There are apparently only two purposes for which a building, at such an elevation and in so desolate and remote a spot, could serve—that of a beacon house or of a hermitage. The former is the less probable explanation because of more suitable sites in the neighbourhood. The lack of documentary evidence in support of the latter hypothesis is not surprising and will carry little weight with those who reflect that it is only, as it were, by accident that we have any evidence at all respecting the other hermitages in the county. Comparing the cell on Roche Rock with other similar cells in various parts of England it may be inferred that the building was at one and the same time used by its occupants for both purposes.

The foregoing survey discloses no such secrets as might have been expected. It leaves the story of Cornwall’s conversion where we found it. The key of the position remains undiscovered—the key wherewith to open and unroll the unwritten record of the struggles of those first fateful days when the Christian faith gained a foothold in the land. We are thrown back upon the witness of an age so late as to render the witness of doubtful value. If we refer to it, it is with diffidence, having little or no hope that, as evidence, it will receive the consideration it deserves. Yet in spite of all that may be urged against any particular legend, we must not forget that hagiographer and monk, chronicler and poet, cross and cell, holy well and church, all proclaim the same story and tell the same tale when they represent the heralds of the good tidings as wandering in deserts and in mountains and in dens and caves of the earth. The account of St. Sampson’s visit and the legend of St. Petrock are but types of the rest.

It would doubtless help towards the solution of the problem if something more definite could be known of the quarter whence the earliest of those heralds came. Was it from Gaul, from Lerins, from the East or from Rome? We know that St. Hilary of Poitiers, in the middle of the fourth century, dedicated his treatise De Synodis to the bishops of the British provinces, that St. German of Auxerre accompanied by St. Lupus of Troyes came over to Britain in 429 to assist in extirpating the Pelagian heresy. Does this point to some closer and deeper connection than that of mere propinquity between the Churches of Gaul and of Britain?
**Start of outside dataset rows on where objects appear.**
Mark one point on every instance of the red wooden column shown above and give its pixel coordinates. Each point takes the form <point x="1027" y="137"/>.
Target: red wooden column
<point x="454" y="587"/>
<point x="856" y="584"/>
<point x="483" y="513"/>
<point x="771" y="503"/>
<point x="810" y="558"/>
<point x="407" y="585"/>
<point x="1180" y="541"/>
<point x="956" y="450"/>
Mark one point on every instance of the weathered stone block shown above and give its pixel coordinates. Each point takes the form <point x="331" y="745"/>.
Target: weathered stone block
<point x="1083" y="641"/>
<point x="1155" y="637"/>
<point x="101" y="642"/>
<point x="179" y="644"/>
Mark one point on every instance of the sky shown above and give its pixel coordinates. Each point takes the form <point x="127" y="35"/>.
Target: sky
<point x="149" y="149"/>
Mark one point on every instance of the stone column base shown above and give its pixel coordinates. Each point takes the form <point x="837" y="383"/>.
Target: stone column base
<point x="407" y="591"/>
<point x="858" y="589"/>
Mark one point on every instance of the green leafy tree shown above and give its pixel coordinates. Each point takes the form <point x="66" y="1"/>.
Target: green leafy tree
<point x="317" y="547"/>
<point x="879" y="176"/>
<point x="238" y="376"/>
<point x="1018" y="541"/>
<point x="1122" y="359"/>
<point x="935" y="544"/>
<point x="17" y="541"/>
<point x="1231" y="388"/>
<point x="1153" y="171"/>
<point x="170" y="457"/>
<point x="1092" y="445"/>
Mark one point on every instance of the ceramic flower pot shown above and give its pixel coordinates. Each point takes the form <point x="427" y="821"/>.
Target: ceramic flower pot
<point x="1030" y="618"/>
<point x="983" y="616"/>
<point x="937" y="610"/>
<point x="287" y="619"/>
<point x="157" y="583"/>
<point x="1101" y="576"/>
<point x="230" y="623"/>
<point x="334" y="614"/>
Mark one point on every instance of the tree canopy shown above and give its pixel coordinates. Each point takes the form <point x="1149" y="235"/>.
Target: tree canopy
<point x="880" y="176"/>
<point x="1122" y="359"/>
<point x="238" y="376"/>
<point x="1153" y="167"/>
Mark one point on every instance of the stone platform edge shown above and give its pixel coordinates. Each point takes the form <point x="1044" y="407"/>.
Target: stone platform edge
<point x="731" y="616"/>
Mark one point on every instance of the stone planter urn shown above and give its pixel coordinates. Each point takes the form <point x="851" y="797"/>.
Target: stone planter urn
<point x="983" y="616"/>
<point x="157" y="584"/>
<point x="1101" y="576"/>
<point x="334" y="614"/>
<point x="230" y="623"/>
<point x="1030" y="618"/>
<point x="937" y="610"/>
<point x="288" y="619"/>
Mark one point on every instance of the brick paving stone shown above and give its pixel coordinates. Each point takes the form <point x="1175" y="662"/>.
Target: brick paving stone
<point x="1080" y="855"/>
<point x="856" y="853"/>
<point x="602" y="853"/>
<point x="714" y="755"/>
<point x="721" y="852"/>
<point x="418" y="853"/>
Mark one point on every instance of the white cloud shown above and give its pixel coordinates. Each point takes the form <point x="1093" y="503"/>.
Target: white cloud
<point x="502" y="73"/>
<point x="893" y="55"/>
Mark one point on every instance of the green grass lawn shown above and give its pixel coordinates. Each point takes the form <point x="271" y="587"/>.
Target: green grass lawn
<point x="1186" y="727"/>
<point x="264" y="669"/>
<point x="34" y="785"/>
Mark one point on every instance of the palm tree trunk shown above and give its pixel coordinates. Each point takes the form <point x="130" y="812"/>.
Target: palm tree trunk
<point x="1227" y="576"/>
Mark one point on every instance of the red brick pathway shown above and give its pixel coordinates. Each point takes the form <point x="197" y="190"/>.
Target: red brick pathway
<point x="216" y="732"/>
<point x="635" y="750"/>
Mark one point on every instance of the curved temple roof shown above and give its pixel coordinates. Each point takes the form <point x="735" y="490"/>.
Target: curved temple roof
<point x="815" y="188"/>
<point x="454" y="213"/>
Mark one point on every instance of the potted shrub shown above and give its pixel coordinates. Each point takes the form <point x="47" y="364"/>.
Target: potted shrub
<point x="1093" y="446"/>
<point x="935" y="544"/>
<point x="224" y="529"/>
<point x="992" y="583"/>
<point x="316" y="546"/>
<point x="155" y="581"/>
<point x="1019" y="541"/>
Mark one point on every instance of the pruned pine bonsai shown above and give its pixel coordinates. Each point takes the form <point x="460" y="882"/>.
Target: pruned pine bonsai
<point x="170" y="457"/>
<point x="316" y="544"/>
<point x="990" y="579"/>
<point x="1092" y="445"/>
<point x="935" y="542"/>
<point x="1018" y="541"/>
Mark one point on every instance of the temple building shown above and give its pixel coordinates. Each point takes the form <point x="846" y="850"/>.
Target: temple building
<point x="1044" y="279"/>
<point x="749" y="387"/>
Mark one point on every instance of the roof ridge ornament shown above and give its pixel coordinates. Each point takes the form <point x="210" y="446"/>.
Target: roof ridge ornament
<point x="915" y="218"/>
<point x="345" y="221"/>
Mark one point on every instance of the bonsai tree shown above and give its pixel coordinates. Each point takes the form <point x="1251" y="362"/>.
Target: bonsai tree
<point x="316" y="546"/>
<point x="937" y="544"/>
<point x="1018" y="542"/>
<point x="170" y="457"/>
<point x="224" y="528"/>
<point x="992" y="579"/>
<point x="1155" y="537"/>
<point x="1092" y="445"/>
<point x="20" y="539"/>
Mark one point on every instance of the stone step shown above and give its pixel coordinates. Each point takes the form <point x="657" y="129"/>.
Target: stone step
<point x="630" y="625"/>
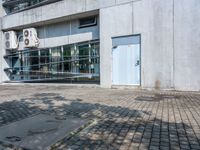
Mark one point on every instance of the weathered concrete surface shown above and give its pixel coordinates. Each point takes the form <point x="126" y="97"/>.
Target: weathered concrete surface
<point x="154" y="21"/>
<point x="187" y="45"/>
<point x="124" y="119"/>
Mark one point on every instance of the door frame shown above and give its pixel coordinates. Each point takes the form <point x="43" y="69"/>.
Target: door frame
<point x="140" y="51"/>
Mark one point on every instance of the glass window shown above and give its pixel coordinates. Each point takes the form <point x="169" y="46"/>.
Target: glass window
<point x="69" y="63"/>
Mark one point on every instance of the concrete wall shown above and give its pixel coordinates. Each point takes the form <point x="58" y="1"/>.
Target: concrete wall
<point x="187" y="44"/>
<point x="153" y="20"/>
<point x="169" y="41"/>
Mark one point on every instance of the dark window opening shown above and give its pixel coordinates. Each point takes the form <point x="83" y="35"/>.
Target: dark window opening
<point x="69" y="63"/>
<point x="87" y="22"/>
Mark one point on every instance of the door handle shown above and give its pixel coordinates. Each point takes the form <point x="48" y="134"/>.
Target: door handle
<point x="137" y="63"/>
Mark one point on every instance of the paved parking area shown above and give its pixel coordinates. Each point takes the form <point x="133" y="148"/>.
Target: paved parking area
<point x="121" y="119"/>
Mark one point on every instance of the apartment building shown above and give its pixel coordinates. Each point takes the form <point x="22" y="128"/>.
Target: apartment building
<point x="139" y="43"/>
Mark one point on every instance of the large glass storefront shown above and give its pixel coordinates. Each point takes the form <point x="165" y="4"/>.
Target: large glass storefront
<point x="69" y="63"/>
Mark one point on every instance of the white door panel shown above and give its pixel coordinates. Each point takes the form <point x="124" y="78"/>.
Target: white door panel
<point x="126" y="65"/>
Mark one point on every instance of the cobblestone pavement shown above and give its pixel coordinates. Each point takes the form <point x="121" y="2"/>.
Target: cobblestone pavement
<point x="123" y="119"/>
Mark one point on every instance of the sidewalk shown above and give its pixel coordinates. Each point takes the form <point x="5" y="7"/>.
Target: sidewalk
<point x="122" y="119"/>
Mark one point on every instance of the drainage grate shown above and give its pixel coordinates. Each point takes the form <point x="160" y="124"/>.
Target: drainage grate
<point x="39" y="132"/>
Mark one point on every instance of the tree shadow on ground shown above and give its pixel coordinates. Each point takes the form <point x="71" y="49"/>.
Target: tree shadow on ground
<point x="115" y="127"/>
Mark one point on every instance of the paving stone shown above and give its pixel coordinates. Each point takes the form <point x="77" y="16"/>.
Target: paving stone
<point x="173" y="122"/>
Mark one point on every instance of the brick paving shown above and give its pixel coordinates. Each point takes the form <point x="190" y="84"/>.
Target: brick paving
<point x="121" y="119"/>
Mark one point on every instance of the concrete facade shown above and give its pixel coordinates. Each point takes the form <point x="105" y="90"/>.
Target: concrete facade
<point x="169" y="35"/>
The intercourse between Rome and Britain, the Roman soldiers and merchants who during the occupation were brought into daily contact with the Britons could not fail to effect some change in the religious attitude of the latter. It is not, however, this slow, silent, indirect influence which excites our interest. It is rather of that direct attack upon paganism which so far succeeded as to impress a definite character and to make it possible to speak of Celtic Christianity as a distinct type that we wish to hear.
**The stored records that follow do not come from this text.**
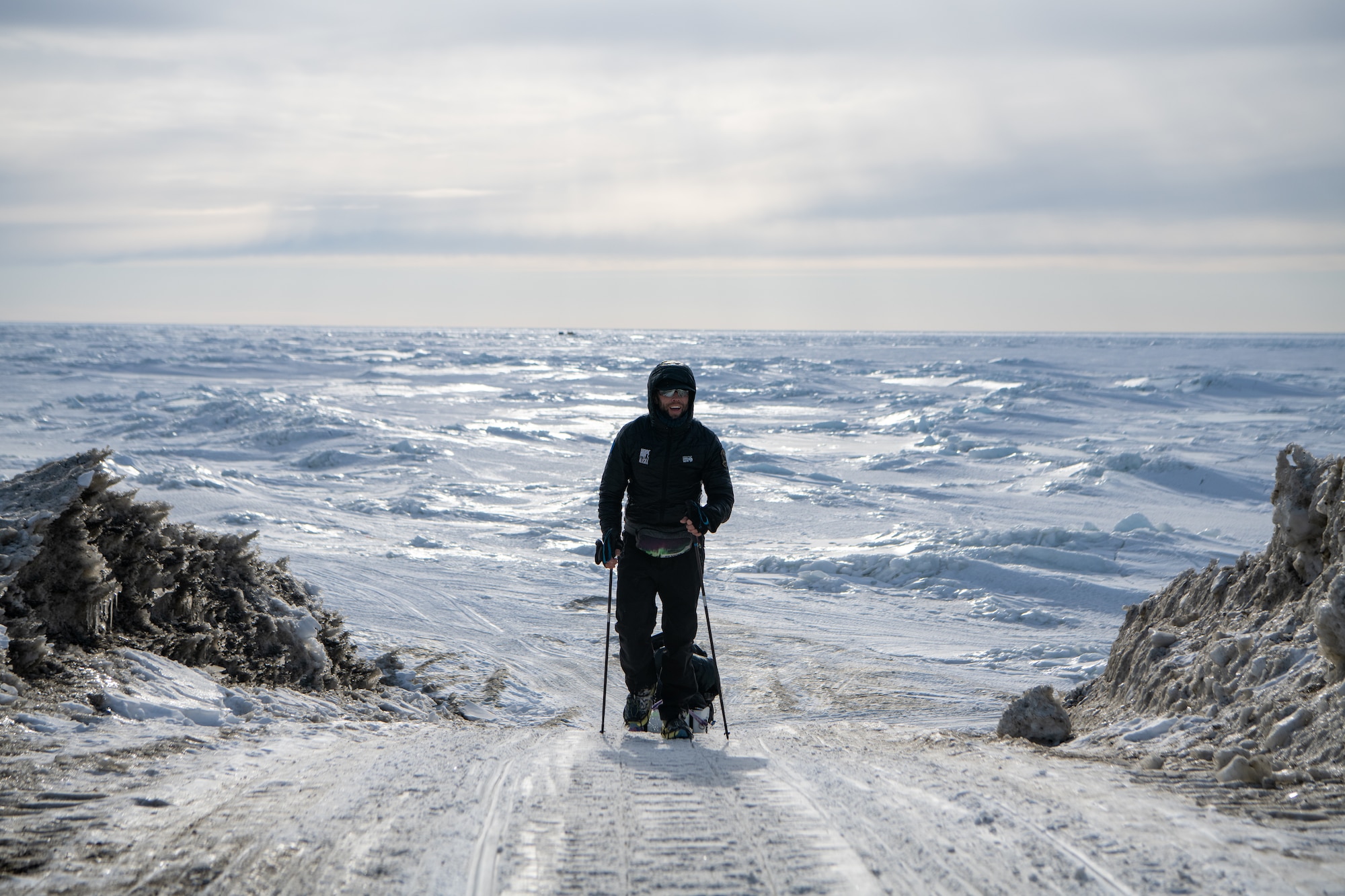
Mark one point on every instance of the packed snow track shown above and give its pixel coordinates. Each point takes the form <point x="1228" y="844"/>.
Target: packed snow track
<point x="789" y="809"/>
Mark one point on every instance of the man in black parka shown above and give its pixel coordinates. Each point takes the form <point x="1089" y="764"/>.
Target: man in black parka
<point x="660" y="462"/>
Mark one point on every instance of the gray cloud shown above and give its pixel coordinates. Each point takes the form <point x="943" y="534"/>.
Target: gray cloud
<point x="664" y="131"/>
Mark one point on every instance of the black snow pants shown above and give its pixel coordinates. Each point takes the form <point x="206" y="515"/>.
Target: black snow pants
<point x="677" y="581"/>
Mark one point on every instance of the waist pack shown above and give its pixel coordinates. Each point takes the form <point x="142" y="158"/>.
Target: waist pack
<point x="660" y="542"/>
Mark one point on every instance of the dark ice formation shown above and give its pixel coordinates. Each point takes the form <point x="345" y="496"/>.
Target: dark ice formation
<point x="91" y="568"/>
<point x="1257" y="649"/>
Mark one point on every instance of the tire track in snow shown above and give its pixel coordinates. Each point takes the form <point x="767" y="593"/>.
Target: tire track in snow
<point x="642" y="815"/>
<point x="481" y="872"/>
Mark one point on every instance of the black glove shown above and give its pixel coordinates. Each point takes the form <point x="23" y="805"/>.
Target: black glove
<point x="699" y="517"/>
<point x="606" y="548"/>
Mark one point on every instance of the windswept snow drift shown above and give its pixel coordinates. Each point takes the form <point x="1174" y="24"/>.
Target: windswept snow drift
<point x="91" y="568"/>
<point x="1242" y="665"/>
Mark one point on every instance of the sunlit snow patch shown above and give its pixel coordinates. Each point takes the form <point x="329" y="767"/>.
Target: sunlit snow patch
<point x="170" y="692"/>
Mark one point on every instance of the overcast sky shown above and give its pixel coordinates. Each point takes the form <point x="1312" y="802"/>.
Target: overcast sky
<point x="1040" y="165"/>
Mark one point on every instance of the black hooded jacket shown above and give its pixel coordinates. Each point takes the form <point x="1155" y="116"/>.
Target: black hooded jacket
<point x="660" y="464"/>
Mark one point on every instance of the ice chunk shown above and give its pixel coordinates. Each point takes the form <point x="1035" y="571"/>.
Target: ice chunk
<point x="170" y="692"/>
<point x="1281" y="733"/>
<point x="1133" y="522"/>
<point x="1152" y="729"/>
<point x="1163" y="639"/>
<point x="1039" y="716"/>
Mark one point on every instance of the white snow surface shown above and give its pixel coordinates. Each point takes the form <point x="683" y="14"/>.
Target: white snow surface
<point x="926" y="526"/>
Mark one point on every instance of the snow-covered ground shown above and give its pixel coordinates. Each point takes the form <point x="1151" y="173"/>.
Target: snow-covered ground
<point x="925" y="526"/>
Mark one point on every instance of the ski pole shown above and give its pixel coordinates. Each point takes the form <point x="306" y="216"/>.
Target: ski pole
<point x="607" y="651"/>
<point x="709" y="631"/>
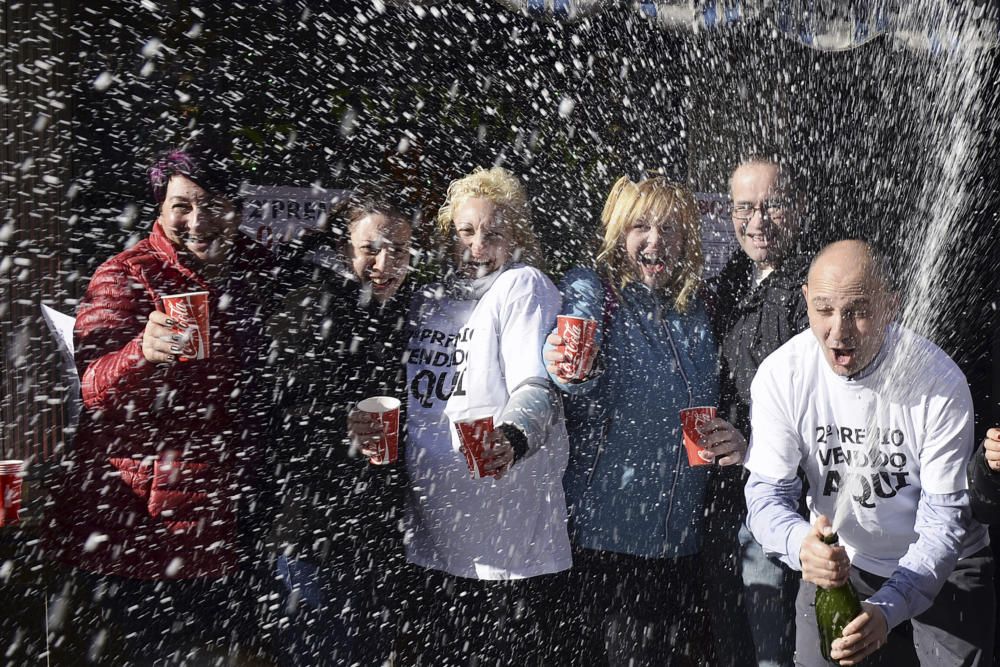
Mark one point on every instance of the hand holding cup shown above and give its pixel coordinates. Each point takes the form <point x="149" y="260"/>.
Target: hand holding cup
<point x="723" y="443"/>
<point x="365" y="431"/>
<point x="373" y="426"/>
<point x="161" y="343"/>
<point x="992" y="448"/>
<point x="498" y="455"/>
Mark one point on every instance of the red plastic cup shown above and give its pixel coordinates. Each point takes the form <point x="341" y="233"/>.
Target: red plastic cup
<point x="691" y="420"/>
<point x="190" y="311"/>
<point x="10" y="492"/>
<point x="578" y="338"/>
<point x="472" y="433"/>
<point x="386" y="410"/>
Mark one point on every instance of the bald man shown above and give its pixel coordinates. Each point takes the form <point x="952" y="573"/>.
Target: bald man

We allow that the same truths when accepted by different races produce different effects and find expression in different ways. An orthodox Russian Churchman and an English Churchman profess the same creeds, accept the same Scriptures, and are in all essentials of one heart and of one soul; yet it will be some time before the latter can be got to feel at home in the public worship of the former. Race, temperament and tradition reveal themselves in external modes of worship. This is true, but it is not sufficient to account for the rôle of isolation assumed by the British Church and by the daughter Church of Brittany. Some external influence appears to have been at work at a very early period, monastic in character, which was unfavourable to the cultivation of close relations with the rest of Western Christianity. It could hardly have been either of Roman or of Gaulish origin. Had it been Roman it would have constituted a bond of union instead of being, as it was, a barrier against which Augustine could not prevail; had it been Gaulish it would probably have been attempered by intercourse with the source of its inspiration. Possibly it came from the Mediterranean or from the East by way of Marseilles.